Avant #MeToo, dans le cinéma, c’était relativement simple, vu la rareté des rôles et la multitude de bonnes candidatures, c’est surtout la qualité du relationnel qui fait la différence pour obtenir les rôles, y compris celui de son agent. Côté cul, ce n’est pas facile de mesurer la place de la « promotion canapé », ce qui est sûr, c’est que la presse « people » fait état des nombreuses « love story » entre actrices/acteurs et réalisateurs/réalisatrices dont le coup de foudre a eu lieu « durant le tournage » (curieusement jamais lors du casting). A cela, rien de plus normal : un tout petit monde et l’éternel besoin du créateur d’être inspiré par une muse, et d’en être le pygmalion.

 

Denis Menochet, Khalil Ben Gharbia, Stefan Crepon dans "Peter Von Kant" de François Ozon
Denis Menochet, Khalil Ben Gharbia, Stefan Crepon dans "Peter Von Kant" de François Ozon

 

Après #MeToo, il n’y a pas de raison que cela ait changé, si ce n’est que désormais le réalisateur (et d’ailleurs toute autre personne ayant le pouvoir d’influencer la trajectoire professionnelle d’une autre), qui couche avec une actrice qu’il fait jouer, surtout s’il s’agit d’une jeune femme, doit vivre avec l’épée de Damoclès de se retrouver traîné en justice pour agressions sexuelles voire viol, et jeté en pâture aux médias, aux « réseaux sociaux » et au reste de la population, parfois plusieurs années après les galipettes.

Le retard fréquent à l’allumage des plaignantes, extrêmement gênant pour prouver la vérité d’un non consentement rétrospectif, est désormais justifié par le concept, déjà aussi galvaudé que celui d’harcèlement moral, d’« emprise » psychologique, ainsi que ceux de « déni » et de « sidération », efficaces pour expliquer en partie l’absence de réaction de certaines victimes d’abus ou de violences sexuelles (la honte, y compris celle d’avoir ressenti du plaisir, ou la peur sont d’autres raisons courantes).
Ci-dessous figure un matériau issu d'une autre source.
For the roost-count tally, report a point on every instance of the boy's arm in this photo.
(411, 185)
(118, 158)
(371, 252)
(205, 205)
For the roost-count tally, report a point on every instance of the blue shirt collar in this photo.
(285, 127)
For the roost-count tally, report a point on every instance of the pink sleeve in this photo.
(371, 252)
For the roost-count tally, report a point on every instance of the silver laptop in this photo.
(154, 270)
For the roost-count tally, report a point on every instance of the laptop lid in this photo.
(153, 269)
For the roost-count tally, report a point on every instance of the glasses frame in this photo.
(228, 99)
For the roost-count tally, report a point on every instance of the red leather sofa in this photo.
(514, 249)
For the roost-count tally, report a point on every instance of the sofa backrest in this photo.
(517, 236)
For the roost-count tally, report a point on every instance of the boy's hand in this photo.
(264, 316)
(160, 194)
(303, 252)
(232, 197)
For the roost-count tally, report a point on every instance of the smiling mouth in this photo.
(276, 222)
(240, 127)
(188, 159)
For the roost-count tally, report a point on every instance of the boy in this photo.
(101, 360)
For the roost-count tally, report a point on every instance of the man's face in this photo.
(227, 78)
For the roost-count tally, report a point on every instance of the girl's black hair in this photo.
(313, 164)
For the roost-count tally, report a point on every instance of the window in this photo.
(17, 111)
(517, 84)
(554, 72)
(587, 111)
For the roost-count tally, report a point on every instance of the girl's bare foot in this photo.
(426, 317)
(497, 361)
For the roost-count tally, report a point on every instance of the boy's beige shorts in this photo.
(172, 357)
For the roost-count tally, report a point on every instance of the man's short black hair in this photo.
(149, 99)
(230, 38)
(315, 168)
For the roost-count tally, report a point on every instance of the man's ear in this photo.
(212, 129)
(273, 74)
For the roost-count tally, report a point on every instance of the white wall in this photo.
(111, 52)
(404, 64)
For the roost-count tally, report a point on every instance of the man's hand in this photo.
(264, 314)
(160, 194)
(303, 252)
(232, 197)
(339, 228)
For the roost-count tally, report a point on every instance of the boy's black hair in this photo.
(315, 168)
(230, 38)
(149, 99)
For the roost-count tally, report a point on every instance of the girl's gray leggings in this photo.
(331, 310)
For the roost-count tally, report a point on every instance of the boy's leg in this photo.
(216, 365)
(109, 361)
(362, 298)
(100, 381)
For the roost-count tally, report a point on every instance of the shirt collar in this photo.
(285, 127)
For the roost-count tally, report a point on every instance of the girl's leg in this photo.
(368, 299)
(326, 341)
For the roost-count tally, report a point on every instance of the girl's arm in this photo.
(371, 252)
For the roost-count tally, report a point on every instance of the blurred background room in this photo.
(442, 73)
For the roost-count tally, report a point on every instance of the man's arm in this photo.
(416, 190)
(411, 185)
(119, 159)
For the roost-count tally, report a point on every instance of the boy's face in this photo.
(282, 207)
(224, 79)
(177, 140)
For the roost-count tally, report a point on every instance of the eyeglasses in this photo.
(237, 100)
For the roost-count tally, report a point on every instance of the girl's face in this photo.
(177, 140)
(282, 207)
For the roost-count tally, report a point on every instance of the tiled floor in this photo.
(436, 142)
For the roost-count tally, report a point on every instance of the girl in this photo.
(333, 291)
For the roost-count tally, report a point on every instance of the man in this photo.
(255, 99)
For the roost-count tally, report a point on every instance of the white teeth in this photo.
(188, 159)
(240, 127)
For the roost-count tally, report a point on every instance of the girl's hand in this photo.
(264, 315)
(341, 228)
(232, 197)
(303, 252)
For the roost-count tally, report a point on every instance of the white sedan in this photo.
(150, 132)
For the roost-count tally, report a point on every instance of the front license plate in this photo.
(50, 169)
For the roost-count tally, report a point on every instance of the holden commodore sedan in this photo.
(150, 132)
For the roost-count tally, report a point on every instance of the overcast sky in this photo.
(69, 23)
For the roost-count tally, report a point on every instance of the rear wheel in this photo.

Toutefois, ces concepts présentent l’immense défaut, notamment aux yeux de la justice, en plus de ne laisser peu ou pas de traces matérielles, d’être applicable « à n’importe quel lien professionnel ou autre révélant une dépendance et susceptible donc de justifier n’importe quelle accusation ». Comme l’a écrit Jean-Paul Brighelli, les souvenirs de viols vont se ramasser à la pelle.

 

"Est-ce que nous, on a encore le droit de coucher pour avoir les rôles ?" Blanche Gardin à la remise des Césars 2018

 

Pour revenir au film de François Ozon, imaginons lui une suite ! Cinq ans après avoir quitté Peter Von Kant, Amir, l’acteur, est sur la touche, il a beaucoup grossi à force de picoler, autant dire que son charme irrésistible s’est déjà évanoui. Il ne parvient plus à bander avec les femmes, mais pratique frénétiquement le chem-sex avec d’autres hommes. En discutant avec Sidonie, il prend conscience qu’il souffre de l’emprise qu’a exercé sur lui Peter, qui explique sans doute le mal être dans lequel il se trouve, et il décide de le poursuivre en justice pour viols et agressions sexuelles. Les médias répètent à l’envi qu’Amir se dit victime de l’emprise psychologique que Peter Von Kant a exercée sur lui, l’autorisant ainsi à abuser sexuellement de lui durant plus d’une année, qu’un système de déni né de l’admiration qu’il avait pour cet homme célèbre, puissant et bien plus âgé, et son désir de percer dans le monde du cinéma, lui ont empêché d’en avoir alors conscience.

A posteriori, quelle délectation de ré-écrire l’histoire !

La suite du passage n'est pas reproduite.